Just getting into the sport can sometimes present barriers, especially for women coming to the course for the first time, and that can go doubly for new mothers. But Paige admits that for women and new mothers, there are more and more comfortable opportunities to get out there and throw. Paige has some advice for those women that want to get into disc golf, “Number one, find a local lady’s league. The bonding comes so naturally as you all grow together and improve. You get a built-in support system and form great friendships. And for something more informal, just bring out your friends, family, coworkers. Build that inviting environment yourself.”

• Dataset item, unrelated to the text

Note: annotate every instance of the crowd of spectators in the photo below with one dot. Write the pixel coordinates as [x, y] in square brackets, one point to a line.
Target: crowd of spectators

Catrina Allen and Paige Shue laugh during the 2021 Throw Pink Women's Disc Golf Championship. Photo: PDGA Media

Hanging Out and Having Fun

And for mothers that want to return to the game, “Bring out the kids! Just have patience and know that disc golf for kids is mostly about being outside and being with their parents. Disc golf is 90% just hanging out with people and your kids are going to love hanging out with you in a fun environment.”

Grady adds his advice for fathers, “If your partner is staying home with the baby, you need to recognize that gift they are giving you and make that time up somewhere. Change the extra diapers, stay up a little later, do that midnight feeding, whatever you can do to show you’re thankful.”

Parenthood, disc golf, and simply navigating life itself all come with their own highs and lows, challenges and successes, but Paige wraps it all up together saying, “It’s all a blessing. Whether you’re playing disc golf for fun, for your health, for competition; you can get a lot out of it. No matter what you’re doing, you just need to remember to have fun.”